Thursday, December 10, 2015

WHAT IS YOUR STORY?

WHAT IS YOUR STORY?

The American writer, Marianne Wiggins, wrote the novel “Almost Heaven.”  One of her central characters is a middle-aged woman named Melanie John.  We meet her in the psychiatric unit of the Medical College of Virginia, suffering from hysterical amnesia.  Shortly before that, she was a happily married mother of four living in the Richmond suburbs.

But five weeks earlier, she and Jason, her husband and the love of her life, were headed down the highway with their four kids seated in the back.  Melanie had been writing during their drive, when a gust of wind carried her paper out the window.

Jason pulled the car over to the side of the road and Melanie got out and headed into a nearby field to recover her writing.  That’s when she heard a terrifying screech of tires skidding.  She turned just in time to witness another vehicle slamming into the rear of her family car.  The car exploded, and Jason and the children were killed instantaneously.

Melanie’s emotional system coped by shutting down completely – blocking out all memories of that day and, sadly, all memories of her family life as well.  The last 20 years were totally erased from conscious memory.  The last memory Melanie could recall was her graduation from law school two decades earlier.  But all of her major memories, of meeting Jason and falling in love, of her wedding day, of the births of her children, of the building of their new home, were absolutely lost.

Although her amnesia acted as an emotional anesthetic, Melanie was totally robbed of herself and had no real sense of the most meaningful parts of her identity.  Powerful unanswered questions filled her room.  Inside this shell of a body, who is Melanie John?  What is her life?  Where does she fit?  What’s her place and purpose?  Without the stories of the last 20 years, she had no easy way of knowing.  Without the stories of her past, there was no meaningful present, and quite possibly no meaningful future.
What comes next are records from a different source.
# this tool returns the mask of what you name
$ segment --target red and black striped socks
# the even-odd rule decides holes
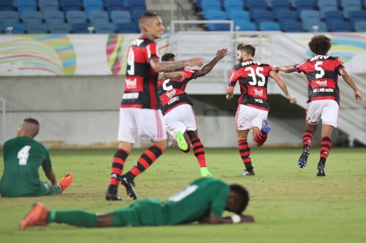
[[[250,149],[248,145],[247,139],[239,140],[239,153],[242,157],[243,163],[244,163],[245,168],[249,170],[251,170],[251,159],[250,158]]]
[[[118,179],[122,175],[124,163],[129,154],[130,153],[121,148],[119,148],[116,152],[112,160],[112,168],[111,169],[111,179],[109,180],[110,186],[115,186],[117,188],[118,186]]]
[[[302,146],[303,148],[305,147],[310,147],[312,146],[312,141],[313,141],[313,136],[314,133],[311,130],[306,130],[302,134]]]
[[[200,139],[196,137],[191,140],[192,146],[193,147],[193,153],[197,158],[197,160],[199,164],[200,167],[206,167],[206,157],[205,156],[205,147]]]
[[[320,143],[320,161],[325,162],[332,148],[332,139],[330,136],[323,136]]]
[[[152,165],[162,154],[162,150],[157,145],[154,145],[145,150],[137,160],[136,164],[126,173],[126,177],[133,180]]]

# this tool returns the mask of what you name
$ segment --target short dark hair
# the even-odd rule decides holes
[[[174,57],[175,57],[175,55],[173,53],[165,53],[161,57],[161,60],[167,61],[169,60],[169,59],[174,58]]]
[[[323,34],[318,34],[313,36],[307,46],[314,54],[325,55],[331,49],[332,40]]]
[[[241,42],[237,44],[236,50],[240,51],[244,51],[248,53],[251,54],[253,57],[255,55],[255,48],[251,45],[245,44]]]
[[[32,124],[34,124],[35,125],[40,126],[40,123],[38,122],[37,120],[34,118],[26,118],[23,120],[25,123],[31,123]]]
[[[239,208],[234,213],[241,214],[245,210],[245,208],[248,206],[248,202],[249,201],[249,194],[245,188],[237,184],[230,185],[230,190],[239,196]]]

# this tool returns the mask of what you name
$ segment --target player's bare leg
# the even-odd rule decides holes
[[[332,132],[333,131],[333,126],[327,124],[322,125],[320,159],[318,163],[317,176],[325,176],[325,161],[332,148]]]
[[[186,133],[192,143],[193,147],[194,156],[197,158],[200,168],[201,176],[206,177],[212,176],[212,175],[208,171],[206,166],[206,157],[205,156],[205,147],[201,143],[198,137],[198,133],[197,129],[195,131],[187,131]]]
[[[313,136],[318,128],[318,124],[309,124],[306,123],[306,130],[302,134],[303,151],[299,158],[298,164],[299,167],[303,168],[306,166],[307,158],[310,154],[310,148],[313,141]]]

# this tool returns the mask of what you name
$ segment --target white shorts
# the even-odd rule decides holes
[[[323,124],[337,127],[339,106],[333,99],[313,100],[306,105],[306,120],[312,125],[318,124],[322,119]]]
[[[262,122],[266,120],[268,112],[244,105],[240,105],[236,110],[235,125],[236,130],[249,130],[253,127],[262,129]]]
[[[161,110],[120,108],[118,140],[134,144],[139,136],[153,141],[167,139],[167,131]]]
[[[176,140],[175,133],[182,134],[186,131],[196,131],[196,116],[192,106],[183,104],[172,109],[164,116],[167,131],[173,139]]]

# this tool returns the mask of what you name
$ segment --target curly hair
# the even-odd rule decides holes
[[[332,47],[332,40],[328,36],[319,34],[313,36],[307,46],[316,55],[326,55]]]

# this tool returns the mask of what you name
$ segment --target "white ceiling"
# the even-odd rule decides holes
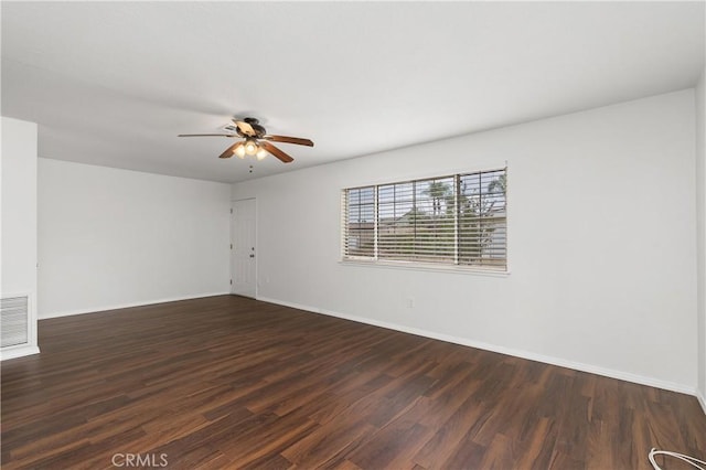
[[[40,157],[236,182],[692,87],[705,4],[2,1],[2,115]],[[233,116],[315,147],[176,137]]]

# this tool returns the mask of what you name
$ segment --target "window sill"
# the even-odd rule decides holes
[[[366,260],[366,259],[341,259],[339,264],[342,266],[365,266],[375,268],[392,268],[392,269],[408,269],[418,271],[432,271],[432,273],[452,273],[474,276],[488,276],[488,277],[507,277],[510,270],[500,270],[492,268],[480,268],[475,266],[450,266],[450,265],[435,265],[430,263],[415,263],[415,261],[379,261],[379,260]]]

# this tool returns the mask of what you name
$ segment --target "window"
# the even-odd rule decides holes
[[[343,190],[343,260],[507,268],[507,170]]]

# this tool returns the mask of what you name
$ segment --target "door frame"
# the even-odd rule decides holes
[[[234,211],[234,206],[236,203],[238,202],[245,202],[245,201],[252,201],[253,202],[253,209],[255,212],[255,225],[254,225],[254,243],[255,243],[255,267],[254,267],[254,279],[255,279],[255,297],[254,299],[257,299],[257,288],[258,288],[258,282],[257,282],[257,265],[258,265],[258,247],[257,247],[257,226],[258,226],[258,210],[257,210],[257,197],[243,197],[243,199],[236,199],[231,201],[231,295],[233,296],[242,296],[242,293],[237,293],[234,292],[234,286],[235,284],[233,282],[233,279],[235,278],[235,271],[233,269],[233,267],[235,266],[235,211]]]

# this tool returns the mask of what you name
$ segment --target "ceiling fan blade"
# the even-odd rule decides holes
[[[176,137],[237,137],[233,133],[180,133]]]
[[[279,150],[277,147],[272,146],[271,143],[269,143],[266,140],[263,140],[263,141],[260,141],[258,143],[259,143],[259,146],[261,148],[264,148],[265,150],[267,150],[268,152],[274,154],[276,158],[278,158],[282,163],[290,163],[290,162],[295,161],[293,158],[289,157],[287,153],[285,153],[284,151]]]
[[[249,122],[245,122],[244,120],[235,120],[235,119],[233,119],[233,122],[235,122],[238,129],[240,129],[240,132],[245,133],[246,136],[249,136],[249,137],[257,136],[257,131],[255,131],[255,129],[253,128],[253,126],[250,126]]]
[[[313,147],[313,142],[311,140],[302,139],[301,137],[263,136],[263,139],[271,140],[272,142],[296,143],[298,146]]]
[[[242,145],[243,142],[237,141],[234,145],[232,145],[231,147],[228,147],[227,149],[225,149],[225,151],[223,153],[221,153],[218,156],[218,158],[231,158],[233,157],[233,153],[235,153],[235,148],[239,145]]]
The novel recounts Melanie’s painful journey to recover her memories and regain her sense of self.  One of the things this story reminds us about is that our lives are made up of our stories.  Our sense of self, who we are, why we are here, where we fit and where we are headed are the roadmaps by which we make sense of our lives.

Indeed, our lives are fundamentally shaped by our family stories and our cultural stories, those times of gain and loss, those times of weeping and rejoicing, those stories that tell us who we are, those stories that reveal our priorities and our values.  Nevertheless, for the Christian there is an alternate story.  It is a faith saga that transcends culture, time, space and happenstance – providing us with meaning and direction.
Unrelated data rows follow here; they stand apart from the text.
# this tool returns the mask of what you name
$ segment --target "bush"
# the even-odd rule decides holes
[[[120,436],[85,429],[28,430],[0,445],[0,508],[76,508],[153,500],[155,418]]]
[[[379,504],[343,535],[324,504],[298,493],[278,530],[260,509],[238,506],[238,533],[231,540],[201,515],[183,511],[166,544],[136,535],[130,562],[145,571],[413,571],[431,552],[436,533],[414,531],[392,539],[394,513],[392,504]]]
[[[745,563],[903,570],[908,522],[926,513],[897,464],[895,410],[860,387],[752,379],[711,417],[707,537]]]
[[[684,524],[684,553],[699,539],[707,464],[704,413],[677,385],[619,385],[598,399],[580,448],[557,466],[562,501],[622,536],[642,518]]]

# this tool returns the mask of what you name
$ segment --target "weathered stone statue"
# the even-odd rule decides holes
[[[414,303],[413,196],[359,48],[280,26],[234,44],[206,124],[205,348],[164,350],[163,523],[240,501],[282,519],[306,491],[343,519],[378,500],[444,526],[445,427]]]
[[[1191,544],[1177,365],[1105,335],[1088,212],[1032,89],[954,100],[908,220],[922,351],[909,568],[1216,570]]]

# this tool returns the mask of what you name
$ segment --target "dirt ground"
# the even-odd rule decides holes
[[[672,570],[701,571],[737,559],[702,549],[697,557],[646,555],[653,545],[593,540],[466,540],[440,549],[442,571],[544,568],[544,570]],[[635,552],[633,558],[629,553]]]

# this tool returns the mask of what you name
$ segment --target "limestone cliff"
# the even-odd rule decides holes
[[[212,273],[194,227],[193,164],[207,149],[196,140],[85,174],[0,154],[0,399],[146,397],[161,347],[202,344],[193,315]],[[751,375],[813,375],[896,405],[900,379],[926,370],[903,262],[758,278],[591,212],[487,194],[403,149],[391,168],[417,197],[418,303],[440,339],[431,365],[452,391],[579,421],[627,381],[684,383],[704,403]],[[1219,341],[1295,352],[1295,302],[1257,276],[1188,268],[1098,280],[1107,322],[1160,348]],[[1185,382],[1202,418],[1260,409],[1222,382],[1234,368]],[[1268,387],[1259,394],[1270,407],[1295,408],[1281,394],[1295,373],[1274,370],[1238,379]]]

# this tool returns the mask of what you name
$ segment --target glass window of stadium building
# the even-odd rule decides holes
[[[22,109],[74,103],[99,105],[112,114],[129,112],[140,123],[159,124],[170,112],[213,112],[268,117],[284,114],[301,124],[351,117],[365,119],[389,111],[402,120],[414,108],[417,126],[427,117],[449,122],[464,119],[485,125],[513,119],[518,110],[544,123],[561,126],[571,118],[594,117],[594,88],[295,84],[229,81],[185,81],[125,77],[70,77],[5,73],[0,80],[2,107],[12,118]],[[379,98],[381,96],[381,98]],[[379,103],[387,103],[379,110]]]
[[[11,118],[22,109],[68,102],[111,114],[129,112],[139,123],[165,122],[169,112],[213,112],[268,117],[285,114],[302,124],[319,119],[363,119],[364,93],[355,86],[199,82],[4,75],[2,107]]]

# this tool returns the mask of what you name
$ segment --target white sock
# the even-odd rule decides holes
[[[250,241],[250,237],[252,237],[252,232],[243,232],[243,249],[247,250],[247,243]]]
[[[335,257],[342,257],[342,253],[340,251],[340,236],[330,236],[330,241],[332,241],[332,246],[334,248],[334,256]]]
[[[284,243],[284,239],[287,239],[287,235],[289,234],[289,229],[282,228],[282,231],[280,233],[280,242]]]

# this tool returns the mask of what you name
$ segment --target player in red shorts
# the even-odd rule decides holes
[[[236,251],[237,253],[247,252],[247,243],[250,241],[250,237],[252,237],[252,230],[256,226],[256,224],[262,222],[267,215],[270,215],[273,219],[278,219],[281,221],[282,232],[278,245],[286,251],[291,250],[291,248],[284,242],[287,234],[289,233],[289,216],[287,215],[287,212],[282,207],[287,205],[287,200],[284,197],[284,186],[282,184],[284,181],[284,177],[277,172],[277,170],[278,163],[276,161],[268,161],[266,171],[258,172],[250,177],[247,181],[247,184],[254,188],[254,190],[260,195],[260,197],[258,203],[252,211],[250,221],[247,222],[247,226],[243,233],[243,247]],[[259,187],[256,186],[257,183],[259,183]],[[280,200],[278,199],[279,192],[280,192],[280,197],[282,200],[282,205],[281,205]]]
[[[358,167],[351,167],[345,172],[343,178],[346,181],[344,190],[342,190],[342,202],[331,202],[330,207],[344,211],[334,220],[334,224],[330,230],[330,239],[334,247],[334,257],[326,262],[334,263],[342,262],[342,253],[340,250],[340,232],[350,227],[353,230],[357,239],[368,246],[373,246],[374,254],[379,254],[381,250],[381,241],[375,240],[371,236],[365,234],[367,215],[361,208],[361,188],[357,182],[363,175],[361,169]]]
My personal journey has a multiplicity of chapters, scenes, settings and life-events – some saturated with joy and fulfilment, some not so much.  But I do have one primary overarching story that colors all and affects all.  Do you want to know what it is?
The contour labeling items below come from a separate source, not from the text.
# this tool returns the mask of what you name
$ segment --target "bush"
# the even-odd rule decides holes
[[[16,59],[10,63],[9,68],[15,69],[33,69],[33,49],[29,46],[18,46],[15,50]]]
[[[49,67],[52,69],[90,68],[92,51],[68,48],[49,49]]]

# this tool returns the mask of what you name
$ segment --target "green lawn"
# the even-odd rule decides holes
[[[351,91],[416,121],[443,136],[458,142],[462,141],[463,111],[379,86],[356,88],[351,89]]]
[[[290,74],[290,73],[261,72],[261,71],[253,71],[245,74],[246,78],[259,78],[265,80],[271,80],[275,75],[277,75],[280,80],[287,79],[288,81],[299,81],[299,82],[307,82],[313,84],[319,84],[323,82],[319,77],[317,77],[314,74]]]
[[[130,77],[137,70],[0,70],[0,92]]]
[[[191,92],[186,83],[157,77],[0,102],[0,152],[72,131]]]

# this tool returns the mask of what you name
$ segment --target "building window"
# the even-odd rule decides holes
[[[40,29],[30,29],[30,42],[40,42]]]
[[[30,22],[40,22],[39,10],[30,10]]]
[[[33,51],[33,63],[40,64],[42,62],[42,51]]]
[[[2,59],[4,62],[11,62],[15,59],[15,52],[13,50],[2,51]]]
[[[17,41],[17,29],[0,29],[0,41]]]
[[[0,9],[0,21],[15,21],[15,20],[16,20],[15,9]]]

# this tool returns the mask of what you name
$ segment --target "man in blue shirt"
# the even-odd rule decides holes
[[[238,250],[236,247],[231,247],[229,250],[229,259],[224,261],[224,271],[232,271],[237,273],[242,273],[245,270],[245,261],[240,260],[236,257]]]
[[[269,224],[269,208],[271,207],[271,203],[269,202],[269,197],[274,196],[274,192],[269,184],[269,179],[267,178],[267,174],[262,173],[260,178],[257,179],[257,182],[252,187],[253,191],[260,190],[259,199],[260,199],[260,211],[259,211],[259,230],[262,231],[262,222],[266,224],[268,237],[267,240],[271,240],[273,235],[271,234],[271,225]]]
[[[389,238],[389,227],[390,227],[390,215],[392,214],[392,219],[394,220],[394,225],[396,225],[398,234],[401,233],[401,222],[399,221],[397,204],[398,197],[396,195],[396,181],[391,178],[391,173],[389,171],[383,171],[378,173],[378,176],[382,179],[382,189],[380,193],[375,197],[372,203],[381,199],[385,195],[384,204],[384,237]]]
Fanny J. Crosby, a blind Christian composer, captured it so well in the lyrics of her classic hymn, “Blessed Assurance.”

Blessed assurance, Jesus is mine!
Oh, what a foretaste of glory divine!
Heir of salvation, purchase of God,
Born of His Spirit, washed in His blood.
This is my story, this is my song,
Praising my Savior all the day long;

My friend, what is your story?

Sisters and brothers, be continually blessed, and please (above all else) MAKE SURE YOU ARE READY TO MEET OUR SOON COMING KING. Maranatha!